Caro direttore,
una pioggia di euro sulla scuola, attenzione (economica) per rilanciare una scuola in crisi. Ci voleva una pandemia così cruda e sfiancante per ridare attenzione al corpo della scuola che pian piano porge, anche al più superficiale osservatore, le sue costole scarne e il vuoto ideale che da tanto tempo lasciava presagire. Decreti, norme, indicazioni ministeriali, una successione indiscriminata di proposte senza un filo conduttore che permettesse alla scuola tutta di poter emergere.



Ma la scuola chi è? Cos’è? Come risorgere da queste macerie educative se il corpo stesso della scuola è preda di attacchi ideologici di ogni specie? Un attacco assolutamente sottile, viscido, pieno di tante buone e strategiche intenzioni di ben altra natura, non certo calzanti con ciò che la scuola attende. Progetti, iniziative, vogliamoci bene, integriamoci, integriamoli, accogliamo, unifichiamoci, democratizziamoci, appiattiamoci …polverizziamoci.



Una professione, quella del docente, soggetta ad integrazioni esterne perché “il professore”, “la maestra” non è più capace di in-segnare. Occorre un esercito di esperti esterni per portare avanti i disegni di ben altre sfere, e finalmente si riesca a superare le, poche, barriere educative ben consolidate. Altrimenti come entrare a scardinare una storia scolastica che, stranamente, ha generato una così ampia schiera di uomini e donne come quella dei nostri genitori, più salda, credo, di quella attuale.

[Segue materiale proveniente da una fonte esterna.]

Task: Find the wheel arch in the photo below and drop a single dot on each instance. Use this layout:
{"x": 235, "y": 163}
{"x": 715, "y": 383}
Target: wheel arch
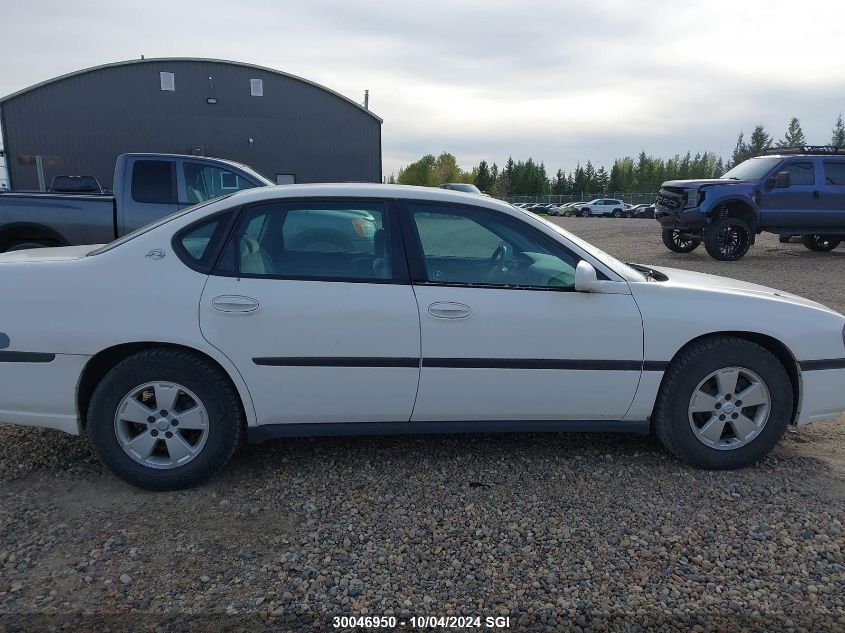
{"x": 103, "y": 361}
{"x": 777, "y": 348}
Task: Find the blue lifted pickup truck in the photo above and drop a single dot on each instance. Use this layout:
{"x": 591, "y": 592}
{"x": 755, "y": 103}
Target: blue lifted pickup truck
{"x": 788, "y": 191}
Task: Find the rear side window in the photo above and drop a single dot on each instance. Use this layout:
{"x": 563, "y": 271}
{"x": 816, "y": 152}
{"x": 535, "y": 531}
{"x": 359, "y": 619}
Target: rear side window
{"x": 332, "y": 240}
{"x": 834, "y": 172}
{"x": 198, "y": 245}
{"x": 801, "y": 173}
{"x": 154, "y": 181}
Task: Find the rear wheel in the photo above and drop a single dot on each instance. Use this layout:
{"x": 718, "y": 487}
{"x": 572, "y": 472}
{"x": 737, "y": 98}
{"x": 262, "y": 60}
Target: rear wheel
{"x": 820, "y": 243}
{"x": 724, "y": 403}
{"x": 727, "y": 239}
{"x": 165, "y": 419}
{"x": 679, "y": 242}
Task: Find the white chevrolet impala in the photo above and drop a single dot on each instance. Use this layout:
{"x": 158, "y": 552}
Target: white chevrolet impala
{"x": 366, "y": 309}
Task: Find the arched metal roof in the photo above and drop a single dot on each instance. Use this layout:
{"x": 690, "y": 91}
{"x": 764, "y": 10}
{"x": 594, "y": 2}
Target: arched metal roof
{"x": 159, "y": 60}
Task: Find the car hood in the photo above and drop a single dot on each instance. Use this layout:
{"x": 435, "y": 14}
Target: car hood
{"x": 704, "y": 281}
{"x": 59, "y": 253}
{"x": 702, "y": 182}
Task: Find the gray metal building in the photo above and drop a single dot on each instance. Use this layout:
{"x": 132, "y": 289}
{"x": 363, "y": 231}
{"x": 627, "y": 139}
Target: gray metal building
{"x": 288, "y": 128}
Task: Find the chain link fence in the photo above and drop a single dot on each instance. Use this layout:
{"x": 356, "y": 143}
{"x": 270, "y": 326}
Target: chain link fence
{"x": 629, "y": 197}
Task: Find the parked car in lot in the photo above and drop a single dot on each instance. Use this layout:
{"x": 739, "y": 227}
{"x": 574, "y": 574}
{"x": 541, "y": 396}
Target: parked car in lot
{"x": 789, "y": 191}
{"x": 603, "y": 206}
{"x": 217, "y": 322}
{"x": 146, "y": 188}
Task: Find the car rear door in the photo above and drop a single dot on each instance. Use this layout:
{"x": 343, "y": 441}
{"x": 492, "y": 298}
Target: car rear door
{"x": 504, "y": 334}
{"x": 312, "y": 302}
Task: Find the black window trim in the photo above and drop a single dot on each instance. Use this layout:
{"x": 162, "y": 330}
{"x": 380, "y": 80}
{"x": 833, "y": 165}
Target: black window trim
{"x": 416, "y": 257}
{"x": 174, "y": 188}
{"x": 399, "y": 261}
{"x": 223, "y": 239}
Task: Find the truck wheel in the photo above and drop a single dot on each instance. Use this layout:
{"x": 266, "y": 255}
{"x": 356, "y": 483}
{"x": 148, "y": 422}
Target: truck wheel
{"x": 727, "y": 239}
{"x": 164, "y": 419}
{"x": 724, "y": 403}
{"x": 820, "y": 243}
{"x": 677, "y": 242}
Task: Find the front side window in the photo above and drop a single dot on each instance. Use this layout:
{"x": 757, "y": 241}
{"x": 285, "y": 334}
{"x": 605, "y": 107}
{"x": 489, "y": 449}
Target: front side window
{"x": 204, "y": 182}
{"x": 472, "y": 246}
{"x": 834, "y": 172}
{"x": 800, "y": 173}
{"x": 313, "y": 240}
{"x": 153, "y": 182}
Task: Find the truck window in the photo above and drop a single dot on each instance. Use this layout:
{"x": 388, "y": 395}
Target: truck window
{"x": 834, "y": 172}
{"x": 204, "y": 182}
{"x": 801, "y": 173}
{"x": 153, "y": 181}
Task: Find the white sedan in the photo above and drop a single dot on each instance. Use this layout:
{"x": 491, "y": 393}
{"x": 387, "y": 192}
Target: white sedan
{"x": 311, "y": 310}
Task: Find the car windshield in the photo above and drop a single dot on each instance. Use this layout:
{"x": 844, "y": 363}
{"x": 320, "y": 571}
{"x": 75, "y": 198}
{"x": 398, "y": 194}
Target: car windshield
{"x": 753, "y": 168}
{"x": 153, "y": 225}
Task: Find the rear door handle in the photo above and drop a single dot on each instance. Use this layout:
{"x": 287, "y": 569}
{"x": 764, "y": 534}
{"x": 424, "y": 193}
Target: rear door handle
{"x": 234, "y": 303}
{"x": 449, "y": 310}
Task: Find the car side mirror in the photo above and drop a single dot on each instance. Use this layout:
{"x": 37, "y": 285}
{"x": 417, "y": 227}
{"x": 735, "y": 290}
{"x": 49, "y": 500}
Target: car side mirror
{"x": 779, "y": 181}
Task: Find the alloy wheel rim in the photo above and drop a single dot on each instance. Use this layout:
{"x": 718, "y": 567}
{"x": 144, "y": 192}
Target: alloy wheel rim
{"x": 729, "y": 408}
{"x": 161, "y": 425}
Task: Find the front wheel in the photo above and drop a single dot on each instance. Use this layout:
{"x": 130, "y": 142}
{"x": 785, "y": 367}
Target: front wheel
{"x": 164, "y": 419}
{"x": 679, "y": 242}
{"x": 820, "y": 243}
{"x": 727, "y": 239}
{"x": 724, "y": 403}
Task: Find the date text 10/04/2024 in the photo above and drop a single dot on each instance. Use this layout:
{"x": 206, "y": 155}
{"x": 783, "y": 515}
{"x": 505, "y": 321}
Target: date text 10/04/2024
{"x": 421, "y": 622}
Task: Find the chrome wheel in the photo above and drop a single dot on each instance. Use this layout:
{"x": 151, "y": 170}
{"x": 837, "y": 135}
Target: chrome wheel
{"x": 161, "y": 425}
{"x": 729, "y": 408}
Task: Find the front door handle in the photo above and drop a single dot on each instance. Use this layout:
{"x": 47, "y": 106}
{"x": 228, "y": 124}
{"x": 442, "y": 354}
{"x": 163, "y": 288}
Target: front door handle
{"x": 234, "y": 303}
{"x": 449, "y": 310}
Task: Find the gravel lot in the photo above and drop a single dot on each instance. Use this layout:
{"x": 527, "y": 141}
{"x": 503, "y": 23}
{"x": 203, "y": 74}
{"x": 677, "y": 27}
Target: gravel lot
{"x": 559, "y": 532}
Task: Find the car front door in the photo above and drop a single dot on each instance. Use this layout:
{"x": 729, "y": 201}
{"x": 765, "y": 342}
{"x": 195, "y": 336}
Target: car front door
{"x": 504, "y": 334}
{"x": 311, "y": 301}
{"x": 795, "y": 205}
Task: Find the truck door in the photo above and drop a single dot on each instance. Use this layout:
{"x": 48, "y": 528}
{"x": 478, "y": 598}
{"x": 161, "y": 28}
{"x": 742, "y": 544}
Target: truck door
{"x": 796, "y": 205}
{"x": 149, "y": 192}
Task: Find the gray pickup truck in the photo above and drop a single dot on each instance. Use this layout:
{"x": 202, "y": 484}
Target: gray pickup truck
{"x": 146, "y": 188}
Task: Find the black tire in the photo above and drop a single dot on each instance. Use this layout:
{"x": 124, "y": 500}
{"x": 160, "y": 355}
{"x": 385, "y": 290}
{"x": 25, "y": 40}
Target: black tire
{"x": 671, "y": 412}
{"x": 676, "y": 242}
{"x": 820, "y": 243}
{"x": 727, "y": 239}
{"x": 212, "y": 387}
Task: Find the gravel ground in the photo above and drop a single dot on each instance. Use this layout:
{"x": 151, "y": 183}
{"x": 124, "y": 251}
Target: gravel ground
{"x": 557, "y": 532}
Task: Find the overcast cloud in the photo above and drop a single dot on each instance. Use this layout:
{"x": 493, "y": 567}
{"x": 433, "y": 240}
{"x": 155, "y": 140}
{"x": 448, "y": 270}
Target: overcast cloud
{"x": 558, "y": 81}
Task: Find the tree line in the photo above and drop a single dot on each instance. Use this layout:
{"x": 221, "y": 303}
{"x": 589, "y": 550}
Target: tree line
{"x": 640, "y": 174}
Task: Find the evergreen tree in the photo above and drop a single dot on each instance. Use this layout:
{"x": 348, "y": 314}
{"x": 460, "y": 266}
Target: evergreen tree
{"x": 838, "y": 137}
{"x": 794, "y": 135}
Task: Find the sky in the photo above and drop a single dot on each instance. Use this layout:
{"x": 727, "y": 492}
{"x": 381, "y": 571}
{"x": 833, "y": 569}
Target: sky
{"x": 559, "y": 81}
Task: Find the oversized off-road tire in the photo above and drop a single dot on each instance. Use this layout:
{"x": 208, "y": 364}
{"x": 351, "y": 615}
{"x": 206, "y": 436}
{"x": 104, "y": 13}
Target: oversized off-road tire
{"x": 724, "y": 403}
{"x": 165, "y": 419}
{"x": 820, "y": 243}
{"x": 675, "y": 241}
{"x": 727, "y": 239}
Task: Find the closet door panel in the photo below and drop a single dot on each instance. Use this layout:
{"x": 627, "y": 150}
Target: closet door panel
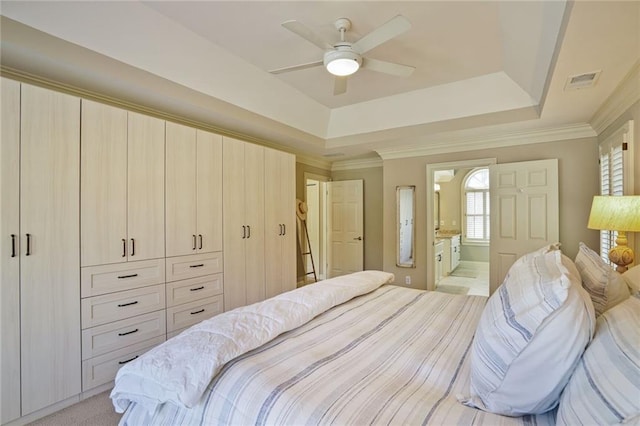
{"x": 10, "y": 250}
{"x": 180, "y": 190}
{"x": 104, "y": 184}
{"x": 145, "y": 187}
{"x": 254, "y": 213}
{"x": 50, "y": 292}
{"x": 288, "y": 205}
{"x": 209, "y": 191}
{"x": 235, "y": 232}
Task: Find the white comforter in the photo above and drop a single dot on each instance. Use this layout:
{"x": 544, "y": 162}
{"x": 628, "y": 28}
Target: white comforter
{"x": 179, "y": 370}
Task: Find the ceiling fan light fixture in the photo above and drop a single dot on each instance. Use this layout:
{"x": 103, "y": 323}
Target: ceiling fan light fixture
{"x": 341, "y": 62}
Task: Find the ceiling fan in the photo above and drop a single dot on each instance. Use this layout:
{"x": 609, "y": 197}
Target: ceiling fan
{"x": 344, "y": 58}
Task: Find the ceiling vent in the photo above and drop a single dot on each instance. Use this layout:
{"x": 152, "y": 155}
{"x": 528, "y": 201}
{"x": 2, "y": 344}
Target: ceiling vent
{"x": 582, "y": 81}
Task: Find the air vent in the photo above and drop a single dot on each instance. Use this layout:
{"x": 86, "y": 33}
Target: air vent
{"x": 582, "y": 81}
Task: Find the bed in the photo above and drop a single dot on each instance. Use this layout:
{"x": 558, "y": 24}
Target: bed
{"x": 351, "y": 350}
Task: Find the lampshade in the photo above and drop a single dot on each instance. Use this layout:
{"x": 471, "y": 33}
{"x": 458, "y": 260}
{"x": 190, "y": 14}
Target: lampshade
{"x": 615, "y": 213}
{"x": 342, "y": 62}
{"x": 621, "y": 214}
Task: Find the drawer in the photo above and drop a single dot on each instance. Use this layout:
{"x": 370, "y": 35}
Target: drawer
{"x": 103, "y": 279}
{"x": 117, "y": 335}
{"x": 103, "y": 369}
{"x": 182, "y": 316}
{"x": 107, "y": 308}
{"x": 192, "y": 266}
{"x": 184, "y": 291}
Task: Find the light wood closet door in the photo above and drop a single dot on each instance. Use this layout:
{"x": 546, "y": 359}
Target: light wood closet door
{"x": 104, "y": 184}
{"x": 181, "y": 190}
{"x": 209, "y": 192}
{"x": 280, "y": 231}
{"x": 145, "y": 194}
{"x": 243, "y": 204}
{"x": 235, "y": 292}
{"x": 10, "y": 250}
{"x": 49, "y": 216}
{"x": 254, "y": 214}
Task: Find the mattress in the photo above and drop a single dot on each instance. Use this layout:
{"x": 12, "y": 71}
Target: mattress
{"x": 391, "y": 356}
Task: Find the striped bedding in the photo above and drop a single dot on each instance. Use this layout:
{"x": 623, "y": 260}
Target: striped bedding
{"x": 391, "y": 356}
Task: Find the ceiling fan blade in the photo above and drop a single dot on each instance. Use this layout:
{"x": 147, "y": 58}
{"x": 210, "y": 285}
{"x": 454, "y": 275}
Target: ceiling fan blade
{"x": 307, "y": 34}
{"x": 386, "y": 32}
{"x": 340, "y": 85}
{"x": 296, "y": 67}
{"x": 387, "y": 67}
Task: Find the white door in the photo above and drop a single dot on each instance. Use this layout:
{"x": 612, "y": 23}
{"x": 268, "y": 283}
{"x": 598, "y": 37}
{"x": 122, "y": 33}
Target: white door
{"x": 524, "y": 212}
{"x": 345, "y": 224}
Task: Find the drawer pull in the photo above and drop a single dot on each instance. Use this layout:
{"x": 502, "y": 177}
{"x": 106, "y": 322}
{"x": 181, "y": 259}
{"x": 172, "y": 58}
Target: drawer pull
{"x": 129, "y": 360}
{"x": 120, "y": 277}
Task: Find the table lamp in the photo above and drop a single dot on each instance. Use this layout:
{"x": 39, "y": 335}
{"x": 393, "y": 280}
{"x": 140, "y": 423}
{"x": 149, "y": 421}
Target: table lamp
{"x": 621, "y": 214}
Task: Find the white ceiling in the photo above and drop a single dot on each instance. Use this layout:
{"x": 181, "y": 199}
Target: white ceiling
{"x": 482, "y": 68}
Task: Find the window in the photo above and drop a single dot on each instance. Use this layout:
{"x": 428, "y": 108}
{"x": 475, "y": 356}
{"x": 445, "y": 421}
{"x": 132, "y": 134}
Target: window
{"x": 615, "y": 178}
{"x": 476, "y": 207}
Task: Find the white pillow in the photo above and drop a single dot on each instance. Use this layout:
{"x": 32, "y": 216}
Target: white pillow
{"x": 605, "y": 387}
{"x": 606, "y": 287}
{"x": 530, "y": 337}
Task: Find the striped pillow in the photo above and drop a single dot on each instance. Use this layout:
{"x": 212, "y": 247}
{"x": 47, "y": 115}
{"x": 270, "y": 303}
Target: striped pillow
{"x": 605, "y": 388}
{"x": 606, "y": 287}
{"x": 530, "y": 337}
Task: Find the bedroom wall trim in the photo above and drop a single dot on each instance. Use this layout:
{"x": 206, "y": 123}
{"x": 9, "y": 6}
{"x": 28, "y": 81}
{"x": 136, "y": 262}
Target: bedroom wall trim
{"x": 456, "y": 143}
{"x": 356, "y": 164}
{"x": 623, "y": 97}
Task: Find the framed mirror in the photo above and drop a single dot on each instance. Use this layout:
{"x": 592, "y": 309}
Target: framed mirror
{"x": 405, "y": 231}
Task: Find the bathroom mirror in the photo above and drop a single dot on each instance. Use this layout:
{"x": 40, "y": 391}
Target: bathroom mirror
{"x": 405, "y": 231}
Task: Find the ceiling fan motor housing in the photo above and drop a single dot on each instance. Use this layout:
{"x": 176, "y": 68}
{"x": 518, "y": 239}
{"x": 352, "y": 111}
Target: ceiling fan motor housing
{"x": 343, "y": 53}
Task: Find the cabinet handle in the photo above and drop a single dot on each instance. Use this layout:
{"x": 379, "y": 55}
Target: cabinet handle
{"x": 120, "y": 277}
{"x": 129, "y": 360}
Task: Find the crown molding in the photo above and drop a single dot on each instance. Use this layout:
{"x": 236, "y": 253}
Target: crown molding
{"x": 453, "y": 143}
{"x": 313, "y": 161}
{"x": 356, "y": 164}
{"x": 623, "y": 97}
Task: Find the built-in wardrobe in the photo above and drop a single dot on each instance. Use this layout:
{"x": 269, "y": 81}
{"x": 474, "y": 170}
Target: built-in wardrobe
{"x": 119, "y": 231}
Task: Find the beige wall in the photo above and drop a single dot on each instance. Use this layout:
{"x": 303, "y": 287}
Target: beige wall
{"x": 373, "y": 245}
{"x": 578, "y": 182}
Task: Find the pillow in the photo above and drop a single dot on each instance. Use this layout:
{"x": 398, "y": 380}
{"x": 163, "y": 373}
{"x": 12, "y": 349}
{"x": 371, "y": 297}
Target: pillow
{"x": 530, "y": 337}
{"x": 605, "y": 387}
{"x": 632, "y": 278}
{"x": 606, "y": 287}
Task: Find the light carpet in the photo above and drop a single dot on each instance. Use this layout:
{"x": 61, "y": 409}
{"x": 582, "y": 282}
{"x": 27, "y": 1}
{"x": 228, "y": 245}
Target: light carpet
{"x": 95, "y": 411}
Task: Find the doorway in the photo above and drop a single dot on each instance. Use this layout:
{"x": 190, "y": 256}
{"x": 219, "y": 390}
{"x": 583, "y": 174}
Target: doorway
{"x": 456, "y": 265}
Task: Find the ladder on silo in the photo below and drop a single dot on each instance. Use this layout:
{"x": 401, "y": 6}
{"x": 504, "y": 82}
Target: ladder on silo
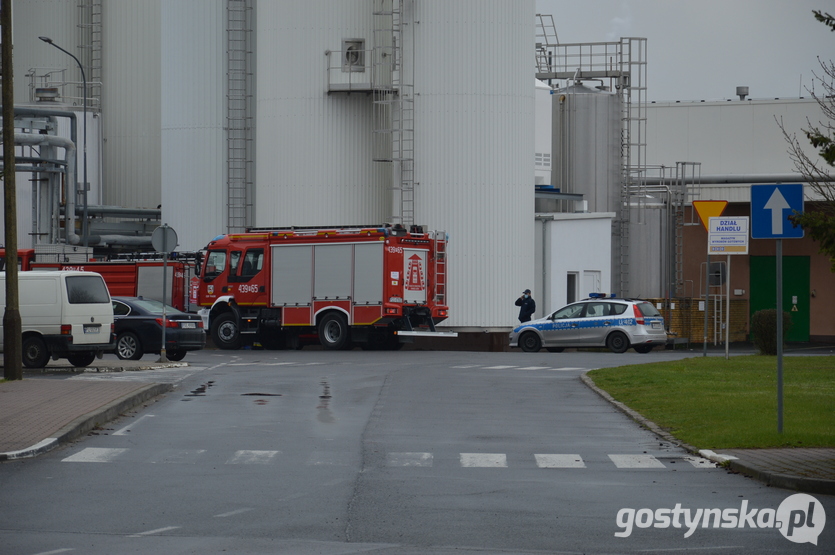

E vai con iniziative, progetti per il rilancio della scuola. E giù una pioggia di milioni perché i ragazzi non devono stare per strada o con i genitori (?), ma bisogna accoglierli a scuola, aperta 24 ore su 24 come i supermercati di nuova generazione. Salvo poi, nel vedere i piani finanziari di questi progetti, accorgersi di qualcosa di molto strano. Un iceberg, una montagna per partorire un topolino: risulta quasi evidente come ogni progetto venga calibrato non tanto sulle reali necessità dei singoli alunni bensì sulle tasche di funzionari regionali di ben strutturata esperienza non certo educativa ma economica. Funzioni progettuali, supervisioni, partenariati, coordinatori generali, curatori di aspetti amministrativi, custodi di atti necessari alla rendicontazione, comunicatori dialogici, informatori e così via. Una marea di figure che non hanno neanche idea di come poi venga svolto nel pratico il progetto nudo e crudo.



Ma chi lo svolge il progetto? Chi cura il rapporto con le famiglie e con gli alunni? Permessi, carte, burocrazia, lavoro, coinvolgimento, suppliche per avere un po’ di materiale didattico per svolgere l’iniziativa, domande, richieste, autorizzazioni. Semplice la risposta: il tutor, l’insegnante, colui che, unico competente e terminale infinitesimo di una catena economica e burocraticamente formale, svolge l’attività educativa propriamente detta. Un’attività che svolgerebbe gratis per l’amore e la dedizione che nutre per gli alunni e la scuola intesa nella sua natura formante, educativa. Gratis anche perché i 23,22 euro lordi in busta fanno sorridere (o piangere) in confronto alle quote (ben studiate e strutturate) di anche 15mila euro che ogni funzionario regionale o progettista si mette in tasca per ogni singolo progetto.

E allora, ancora di più, viene da pensare a come la scuola possa salvarsi se non si riesce neanche a gratificare il lavoro (quello educativo, di condivisione, di fatica umana) di un “semplice” insegnante che non può certo permettersi di staccarsi emotivamente dall’ambiente in cui vive, in cui porge non solo il viso e il cuore, che a casa continua a vivere del suo lavoro, della sua passione perché il suo lavoro diventa la sua vita, ne è coinvolto totalmente.

E allora la preghiera a chi emana denaro a pioggia per questa fantomatica ripresa della Scuola, è di riconsiderare le funzioni di chi realmente vive quei progetti, invece di coloro che vivono di quei progetti.